Nothing in an IPP (or any relevant code of practice), applies to the collection of personal or sensitive information for the purposes of Part 6B by:
• the Secretary, DHHS;
• a quality and safety body;
• a health service entity; or
• a special adviser –
to the extent that the IPP requires the consent of the person to whom the information relates for the collection of that information. This only provides for the displacement of the requirement to seek consent for the collection of information under Part 6B, not the use and disclosure.
15C(3)

 

 

 

Health Records Act 2001
HPP Description How HPPs operates under Part 6B of the HS Act Section
HPP 1.3 HPP 1.3 ordinarily provides that, where reasonable and practicable to do so, an organisation bound by the HR Act must collect health information about an individual only from that individual. Nothing in HPP 1.3 (or any relevant code of practice) applies to the collection of health information for the purposes of Part 6B by:
• the Secretary, DHHS;
• a quality and safety body;
• a health service entity; or
• a special adviser.
14D(1)
HPP 1.5 HPP 1.5 ordinarily provides that where an organisation bound by the HR Act collects health information about an individual from someone else, it must take any steps that are reasonable in the circumstances to ensure that the individual is or has been made aware of the matters listed in HPP 1.4 (notice of collection) except to the extent that making the individual aware of the matters would pose a serious threat to the life or health of any individual or would involve the disclosure of information given in confidence (see HPP 1.7) Nothing in HPP 1.5 (or any relevant code of practice) applies to the collection of health information for the purposes of Part 6B by:
• the Secretary, DHHS;
• a quality and safety body;
• a health service entity; or
• a special adviser.
14D(2)
All HPPs referring to consent

 

 

A number of HPPs refer to the concept of consent.

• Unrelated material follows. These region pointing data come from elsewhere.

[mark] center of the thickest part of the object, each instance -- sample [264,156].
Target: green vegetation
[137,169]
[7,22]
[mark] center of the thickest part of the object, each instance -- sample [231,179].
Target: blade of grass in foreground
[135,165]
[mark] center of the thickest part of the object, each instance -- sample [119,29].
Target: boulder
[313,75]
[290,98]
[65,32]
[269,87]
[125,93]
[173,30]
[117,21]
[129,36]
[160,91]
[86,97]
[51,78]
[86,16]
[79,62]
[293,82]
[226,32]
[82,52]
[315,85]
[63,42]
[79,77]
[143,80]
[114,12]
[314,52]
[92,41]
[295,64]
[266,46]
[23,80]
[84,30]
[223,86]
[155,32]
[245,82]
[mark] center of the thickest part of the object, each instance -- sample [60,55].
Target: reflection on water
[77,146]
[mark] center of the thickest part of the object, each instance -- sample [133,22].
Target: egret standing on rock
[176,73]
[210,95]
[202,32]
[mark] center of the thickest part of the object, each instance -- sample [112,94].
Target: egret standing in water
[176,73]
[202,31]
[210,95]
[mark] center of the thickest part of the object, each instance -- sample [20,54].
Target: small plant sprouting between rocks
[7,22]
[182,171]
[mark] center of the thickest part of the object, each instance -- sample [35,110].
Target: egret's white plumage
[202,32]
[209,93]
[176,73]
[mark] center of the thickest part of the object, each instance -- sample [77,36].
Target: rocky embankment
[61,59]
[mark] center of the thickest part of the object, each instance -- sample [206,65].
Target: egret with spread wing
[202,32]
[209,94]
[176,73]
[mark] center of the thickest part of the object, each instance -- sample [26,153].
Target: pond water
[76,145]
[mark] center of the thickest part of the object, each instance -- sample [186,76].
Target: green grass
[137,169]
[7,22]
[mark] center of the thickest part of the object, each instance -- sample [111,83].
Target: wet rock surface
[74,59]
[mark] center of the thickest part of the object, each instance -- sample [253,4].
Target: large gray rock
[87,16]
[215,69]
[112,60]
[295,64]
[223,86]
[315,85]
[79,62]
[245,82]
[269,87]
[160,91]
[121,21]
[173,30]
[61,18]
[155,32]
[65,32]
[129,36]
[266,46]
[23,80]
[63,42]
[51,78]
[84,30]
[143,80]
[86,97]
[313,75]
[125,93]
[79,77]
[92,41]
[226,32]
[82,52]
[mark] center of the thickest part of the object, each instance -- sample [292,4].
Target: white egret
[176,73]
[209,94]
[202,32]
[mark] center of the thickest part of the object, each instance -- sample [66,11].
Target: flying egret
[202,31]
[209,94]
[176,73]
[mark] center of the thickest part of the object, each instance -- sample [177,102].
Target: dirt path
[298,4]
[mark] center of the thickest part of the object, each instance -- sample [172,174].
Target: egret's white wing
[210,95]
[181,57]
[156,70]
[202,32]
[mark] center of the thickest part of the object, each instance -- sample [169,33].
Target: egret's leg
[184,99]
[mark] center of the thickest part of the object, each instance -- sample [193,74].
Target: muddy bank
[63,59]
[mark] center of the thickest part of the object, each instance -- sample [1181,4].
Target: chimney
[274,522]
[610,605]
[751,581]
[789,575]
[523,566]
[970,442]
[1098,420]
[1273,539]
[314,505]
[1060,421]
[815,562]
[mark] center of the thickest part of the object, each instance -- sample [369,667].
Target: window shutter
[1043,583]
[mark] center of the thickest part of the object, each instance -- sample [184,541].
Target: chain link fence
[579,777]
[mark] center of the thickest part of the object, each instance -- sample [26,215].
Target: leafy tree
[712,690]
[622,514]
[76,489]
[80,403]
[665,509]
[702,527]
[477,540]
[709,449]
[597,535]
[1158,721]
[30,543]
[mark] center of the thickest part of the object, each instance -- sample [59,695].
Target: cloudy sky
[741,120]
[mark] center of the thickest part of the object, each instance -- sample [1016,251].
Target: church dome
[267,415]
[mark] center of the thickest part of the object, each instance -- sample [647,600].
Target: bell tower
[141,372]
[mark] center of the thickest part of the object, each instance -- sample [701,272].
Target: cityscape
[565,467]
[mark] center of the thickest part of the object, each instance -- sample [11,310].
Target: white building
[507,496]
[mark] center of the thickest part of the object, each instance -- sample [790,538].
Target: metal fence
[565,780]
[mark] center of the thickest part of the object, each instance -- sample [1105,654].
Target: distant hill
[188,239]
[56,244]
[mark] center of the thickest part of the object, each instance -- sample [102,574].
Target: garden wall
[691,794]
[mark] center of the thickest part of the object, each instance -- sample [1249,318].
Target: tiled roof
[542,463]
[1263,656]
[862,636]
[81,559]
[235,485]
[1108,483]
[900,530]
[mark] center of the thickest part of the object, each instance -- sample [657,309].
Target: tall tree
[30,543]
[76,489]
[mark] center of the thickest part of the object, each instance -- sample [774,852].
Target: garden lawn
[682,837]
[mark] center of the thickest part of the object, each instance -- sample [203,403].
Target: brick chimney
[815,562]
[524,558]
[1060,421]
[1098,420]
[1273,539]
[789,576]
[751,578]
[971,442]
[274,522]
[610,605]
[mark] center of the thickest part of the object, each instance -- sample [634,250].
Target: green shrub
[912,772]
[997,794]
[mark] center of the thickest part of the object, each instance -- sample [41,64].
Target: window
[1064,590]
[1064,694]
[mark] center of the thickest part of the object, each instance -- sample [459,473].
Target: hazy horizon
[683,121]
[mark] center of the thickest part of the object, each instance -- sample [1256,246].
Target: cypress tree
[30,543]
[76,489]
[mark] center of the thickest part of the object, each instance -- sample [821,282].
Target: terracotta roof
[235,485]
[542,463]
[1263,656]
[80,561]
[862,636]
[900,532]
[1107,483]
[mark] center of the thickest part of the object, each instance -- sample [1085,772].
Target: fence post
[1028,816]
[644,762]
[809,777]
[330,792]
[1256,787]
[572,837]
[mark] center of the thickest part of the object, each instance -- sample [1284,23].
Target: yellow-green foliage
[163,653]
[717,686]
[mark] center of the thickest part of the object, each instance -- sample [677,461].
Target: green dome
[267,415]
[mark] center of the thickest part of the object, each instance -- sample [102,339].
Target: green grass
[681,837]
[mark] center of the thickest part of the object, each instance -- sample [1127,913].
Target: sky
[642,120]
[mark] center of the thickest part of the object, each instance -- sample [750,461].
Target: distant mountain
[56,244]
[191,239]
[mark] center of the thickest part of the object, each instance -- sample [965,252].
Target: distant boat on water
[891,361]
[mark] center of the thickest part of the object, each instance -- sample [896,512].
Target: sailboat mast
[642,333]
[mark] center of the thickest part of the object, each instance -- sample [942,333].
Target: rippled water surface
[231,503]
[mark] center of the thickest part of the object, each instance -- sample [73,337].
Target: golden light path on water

Under these HPPs, consent may provide the legal authority to collect, use, disclose or share an individual’s health information:
• HPP 1 – Collection.
• HPP 2 – Use and Disclosure.
• HPP 7 – Identifiers.
• HPP 9 – Transborder Data Flows.
Nothing in an HPP (or any relevant code of practice) applies to the collection, use or disclosure of health information for the purposes of Part 6B by:
• the Secretary, DHHS;
• a quality and safety body;
• a health service entity; or
• a special adviser –
to the extent that the HPP requires the consent of the person to whom the health information relates for the collection, use or disclosure of that information. This amendment is slightly different to the corresponding amendment to the PDP Act, as it provides for the displacement of the requirement to seek consent before the collection, use or disclosure of health information, rather than just collection.